CUSTOMER SERVICE: I think I’m actually pretty easy to please on this one. I don’t expect everyone working behind the counter to know more about comics than I do. After all, I know quite a bit. And I don’t expect that every store owner or clerk becomes a friend with whom I can talk comics (though that’s a great bonus when it happens). What I am looking for is the feeling that my business is wanted and appreciated. That means that my purchase is more important than your next move in Warcraft (another real example). Go ahead and put down your dice so that you can come and collect money from me. That also means that you’re willing to help me find something. It means you’re willing to special order something for me if you don’t have it stock. These seem like some pretty basic conditions, yet you’d surprised at how many stores fall short of doing these things.
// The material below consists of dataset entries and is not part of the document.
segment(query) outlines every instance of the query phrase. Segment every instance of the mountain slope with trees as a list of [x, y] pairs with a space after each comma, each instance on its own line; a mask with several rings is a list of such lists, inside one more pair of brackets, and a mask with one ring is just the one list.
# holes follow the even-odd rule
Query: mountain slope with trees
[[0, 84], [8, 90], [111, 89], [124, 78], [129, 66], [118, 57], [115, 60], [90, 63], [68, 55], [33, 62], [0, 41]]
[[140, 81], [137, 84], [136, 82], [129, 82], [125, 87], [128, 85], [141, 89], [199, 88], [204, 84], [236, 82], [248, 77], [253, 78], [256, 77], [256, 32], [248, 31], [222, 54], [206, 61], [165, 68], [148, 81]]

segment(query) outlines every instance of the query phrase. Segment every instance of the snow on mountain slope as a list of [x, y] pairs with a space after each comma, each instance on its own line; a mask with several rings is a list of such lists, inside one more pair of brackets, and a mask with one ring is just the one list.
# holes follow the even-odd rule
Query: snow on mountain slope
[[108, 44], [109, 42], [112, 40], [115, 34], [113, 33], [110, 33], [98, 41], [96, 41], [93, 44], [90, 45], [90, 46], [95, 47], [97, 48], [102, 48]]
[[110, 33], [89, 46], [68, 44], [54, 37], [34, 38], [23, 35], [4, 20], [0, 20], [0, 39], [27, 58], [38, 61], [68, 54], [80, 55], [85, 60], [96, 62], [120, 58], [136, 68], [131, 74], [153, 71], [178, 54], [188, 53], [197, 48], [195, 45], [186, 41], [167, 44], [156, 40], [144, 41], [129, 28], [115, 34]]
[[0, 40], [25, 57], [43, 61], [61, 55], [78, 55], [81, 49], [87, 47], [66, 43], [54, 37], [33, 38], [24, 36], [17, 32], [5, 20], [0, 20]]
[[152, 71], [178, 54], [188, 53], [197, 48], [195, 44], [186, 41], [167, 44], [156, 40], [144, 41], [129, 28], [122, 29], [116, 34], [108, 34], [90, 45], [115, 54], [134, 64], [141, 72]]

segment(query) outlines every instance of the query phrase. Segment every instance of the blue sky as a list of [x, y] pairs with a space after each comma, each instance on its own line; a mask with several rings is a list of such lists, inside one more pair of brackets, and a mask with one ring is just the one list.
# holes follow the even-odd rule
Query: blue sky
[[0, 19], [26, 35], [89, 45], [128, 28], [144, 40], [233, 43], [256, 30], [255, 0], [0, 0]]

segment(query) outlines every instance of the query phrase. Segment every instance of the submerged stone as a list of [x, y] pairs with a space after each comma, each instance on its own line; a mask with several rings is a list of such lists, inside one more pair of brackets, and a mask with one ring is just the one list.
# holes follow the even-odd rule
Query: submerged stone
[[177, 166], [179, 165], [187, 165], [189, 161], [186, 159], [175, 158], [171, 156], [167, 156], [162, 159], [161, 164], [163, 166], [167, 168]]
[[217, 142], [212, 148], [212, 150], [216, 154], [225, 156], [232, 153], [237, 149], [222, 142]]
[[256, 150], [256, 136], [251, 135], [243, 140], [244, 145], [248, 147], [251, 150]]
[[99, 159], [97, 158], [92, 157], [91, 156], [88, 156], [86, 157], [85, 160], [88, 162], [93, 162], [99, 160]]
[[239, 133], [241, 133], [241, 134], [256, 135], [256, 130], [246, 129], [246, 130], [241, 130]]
This also means that I want a store to show that they want my repeat business. Most stores offer a pull list. Good. I can’t make it to the store every week so that’s something I’m interested in. I don’t mind playing by whatever rules they set for it such as purchases must be made at least once a month. But if you’re going to have rules that help you out as a business, also have some rules that help me out as a customer. Most stores pass along a discount to their regular customers, offering 10 or 15% off. If you’re not willing to do that, at least give me some financial incentive to come back to your store instead of going to someone else’s. I used to work in a restaurant. We had lunch punch cards for regular customers. Pay for 10 meals and the next lunch is on us. Go ahead and do something like that. Give me a $5 coupon every time I spend $50. But do something. Show me in some way that you want me to come back as a regular customer. If you’re not willing to give me an incentive, there are plenty of places that will even if that means turning to mail-order or going on-line. I’d rather not do that. I enjoy the physical act of going to the comic book store. But I’m not going to waste my money or my time at a place that doesn’t value me as a customer.
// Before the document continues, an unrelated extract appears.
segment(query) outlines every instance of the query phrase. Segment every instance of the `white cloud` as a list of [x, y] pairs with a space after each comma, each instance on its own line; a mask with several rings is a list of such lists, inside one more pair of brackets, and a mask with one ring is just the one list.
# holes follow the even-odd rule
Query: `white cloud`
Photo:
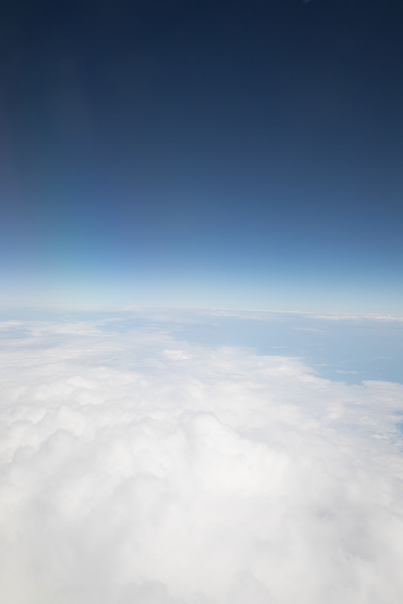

SELECTION: I realize that no store can carry every single comic book. You’ll go out of business for even trying. Yet one of the things that I am evaluating is selection. I buy mostly Marvel and DC, but not entirely. So I like the check out a store’s selection of other titles and other companies. Can I buy my Dark Horse and Image titles here? Am I going to be able to find an independent comic even if I didn’t pre-order it? What else do you carry?
Also, there’s another way to look at this concern of selection: do you have comics I can buy for my kids? I like to see a kids section. I like to know that my girls will be able to find some comics they want on the shelf. I’m not the kind of person that insists that every comic has to be for kids. But I do think that some comics should be for kids. And that is something I’m looking for when I’m looking at a new store. Give me some variety: a variety of comics for a variety of ages.
It’s not a full acrostic. I’m missing the “MI” in the middle. But that’s what I’m looking for in a store: Comfort, Organization, Customer service and Selection. If you give me those things, then I’ll gladly give you my business.
Photos are from 3 great stores: The Secret Headquarters owned by Legionnaire Dagwan in Tallahassee,FL, Comic Readers , Medicine Hat, AB owned by the always nice Brett Beattie and Joe Field's Flying Colors Comics in Concord, CA.